TC: We recently came across this Harvard business review article that raised another category of diversity that we usually don’t talk about, but which has profound implications: class. Workers from lower social classes in the United States are 32% less likely to become managers than those from higher social classes. It turns out to be a global phenomenon, with a social class disadvantage prevalent in all major economies around the world. Reading this is not both a surprise, but also struck me for the novelty. Why isn’t the classroom conversation more prevalent when considering diversity in the workplace?

ED: That’s a big question, and I’m not sure there is an answer. It is true that while companies have multiple employee resource groups, very few (only Uber, according to the author’s research) have an explicit social class-based employee resource group. The conversation can, perhaps, be stigmatizing. People are uncomfortable talking about wealth, social class and growing up in poverty or parents who did not receive a college education, but these things can have real impacts on our opportunities. in life. It’s not a protected legal class for employees, which is probably also why we haven’t elevated the conversation in the workplace further. But it is important because the implications are real.

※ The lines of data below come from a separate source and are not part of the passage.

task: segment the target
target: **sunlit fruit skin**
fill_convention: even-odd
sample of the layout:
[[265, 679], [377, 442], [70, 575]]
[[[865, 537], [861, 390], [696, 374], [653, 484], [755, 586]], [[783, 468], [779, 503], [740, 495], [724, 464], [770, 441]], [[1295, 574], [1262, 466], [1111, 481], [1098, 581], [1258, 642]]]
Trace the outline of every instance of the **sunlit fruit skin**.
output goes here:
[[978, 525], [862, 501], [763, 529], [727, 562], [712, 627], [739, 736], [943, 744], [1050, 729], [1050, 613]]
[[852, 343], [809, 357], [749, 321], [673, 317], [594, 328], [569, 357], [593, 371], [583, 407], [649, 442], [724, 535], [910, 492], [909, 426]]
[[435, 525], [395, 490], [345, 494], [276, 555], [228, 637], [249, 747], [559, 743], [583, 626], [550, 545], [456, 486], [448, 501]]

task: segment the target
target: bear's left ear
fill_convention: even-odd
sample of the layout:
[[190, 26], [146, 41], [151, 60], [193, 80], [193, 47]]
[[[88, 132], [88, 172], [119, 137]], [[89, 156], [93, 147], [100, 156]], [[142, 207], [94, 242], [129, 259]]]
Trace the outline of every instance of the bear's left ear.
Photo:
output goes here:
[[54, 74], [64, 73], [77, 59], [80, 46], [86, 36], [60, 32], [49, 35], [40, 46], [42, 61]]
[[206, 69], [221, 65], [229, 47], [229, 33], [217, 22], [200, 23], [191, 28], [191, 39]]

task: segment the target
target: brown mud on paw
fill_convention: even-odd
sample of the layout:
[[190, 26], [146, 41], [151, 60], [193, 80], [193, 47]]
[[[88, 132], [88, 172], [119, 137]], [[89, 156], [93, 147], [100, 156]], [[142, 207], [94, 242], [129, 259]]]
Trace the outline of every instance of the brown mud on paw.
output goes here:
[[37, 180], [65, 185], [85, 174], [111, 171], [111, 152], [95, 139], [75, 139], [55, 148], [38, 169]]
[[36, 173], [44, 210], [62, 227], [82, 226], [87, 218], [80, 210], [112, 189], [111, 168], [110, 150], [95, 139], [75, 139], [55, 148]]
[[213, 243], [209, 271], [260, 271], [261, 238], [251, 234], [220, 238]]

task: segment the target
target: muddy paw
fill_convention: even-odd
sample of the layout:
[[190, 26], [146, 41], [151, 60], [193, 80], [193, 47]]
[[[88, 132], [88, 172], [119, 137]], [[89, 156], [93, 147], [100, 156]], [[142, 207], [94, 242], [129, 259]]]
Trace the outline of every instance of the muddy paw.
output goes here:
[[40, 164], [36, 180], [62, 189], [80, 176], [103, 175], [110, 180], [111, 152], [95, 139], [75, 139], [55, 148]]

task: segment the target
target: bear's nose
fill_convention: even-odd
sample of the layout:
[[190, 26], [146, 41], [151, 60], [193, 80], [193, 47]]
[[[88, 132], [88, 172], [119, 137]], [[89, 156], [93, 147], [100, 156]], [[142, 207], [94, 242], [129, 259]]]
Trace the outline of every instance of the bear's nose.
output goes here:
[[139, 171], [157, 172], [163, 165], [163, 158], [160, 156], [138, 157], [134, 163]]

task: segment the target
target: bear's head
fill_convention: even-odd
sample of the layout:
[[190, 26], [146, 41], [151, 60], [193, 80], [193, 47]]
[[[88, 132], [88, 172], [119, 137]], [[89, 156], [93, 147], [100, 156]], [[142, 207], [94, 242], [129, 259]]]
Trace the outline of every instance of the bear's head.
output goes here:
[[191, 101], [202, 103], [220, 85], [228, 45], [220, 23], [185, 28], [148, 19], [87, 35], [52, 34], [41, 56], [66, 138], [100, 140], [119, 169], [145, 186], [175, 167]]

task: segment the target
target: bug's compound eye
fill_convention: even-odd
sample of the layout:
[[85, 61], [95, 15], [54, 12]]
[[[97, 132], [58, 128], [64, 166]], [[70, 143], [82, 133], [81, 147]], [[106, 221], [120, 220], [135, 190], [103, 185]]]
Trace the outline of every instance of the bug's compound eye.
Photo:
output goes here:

TC: Businesses would do well to ask, “How do people relate to people here?” And “How are things done informally here?” This is often where some of the hidden clues lie about how people are getting on, but also how people are being left behind. If playing 18 hole golf is the way business is done, then we can assume that many people, namely those who do not play golf, cannot afford to join a golf club and cannot afford to join a golf club. not regularly give four hours a month. to play golf — will not participate. More benign things like an office happy hour can also exclude people: people who don’t drink, people who might have childcare or senior care responsibilities, or people who might have a second job. . This doesn’t mean that we have to stop everything we do to build the culture, but we should pause and see who opts naturally and who may not. There are cultural clues to be had.

ED: I think noticing must be the right first step. We talked early in the pandemic about how the “water cooler” conversation would be replaced with a virtual version. Some were concerned about how to create cohesion without these informal mechanisms, and we backed off thinking that there may be a more transparent or efficient workforce that is not so dependent on these mechanisms. The question becomes what is not resolved in the actual meeting, so that the “water cooler” conversation becomes necessary? I admit it’s hard, though. It is less often overt discrimination and more often flexible structures at play in the spirit of “getting the job done”. We ask employees to recommend other good employees, but this too further strengthens the networks with which we are already connected and could accidentally reinforce exclusion. So, it’s not a switch that we can flip suddenly or easily, but noticing is the right first step. As managers, we can ask our teams “Would people different from us feel out of place here?”

TC: You and I, Emily, had these conversations about other talent that might be left behind because of cultural imprints. I reflected on my time in the military that above a certain rank it was difficult to take command if you were not married because there was an informal and ceremonial role that spouses had to play. It wasn’t illegal to be single, but the mental model of how a leadership role would be fulfilled just wasn’t there. Suffice it to say that these types of mental role models that are unrelated to performance potentially leave a lot of women, singles, people of color, divorced people, seniors, or potentially employees with backgrounds in the dark. low income behind them.

ED: And leaving people behind is not something we can afford. Our businesses certainly cannot afford it. We often remind leaders that to get started we don’t need to have all the answers, just the willingness to ask certain questions.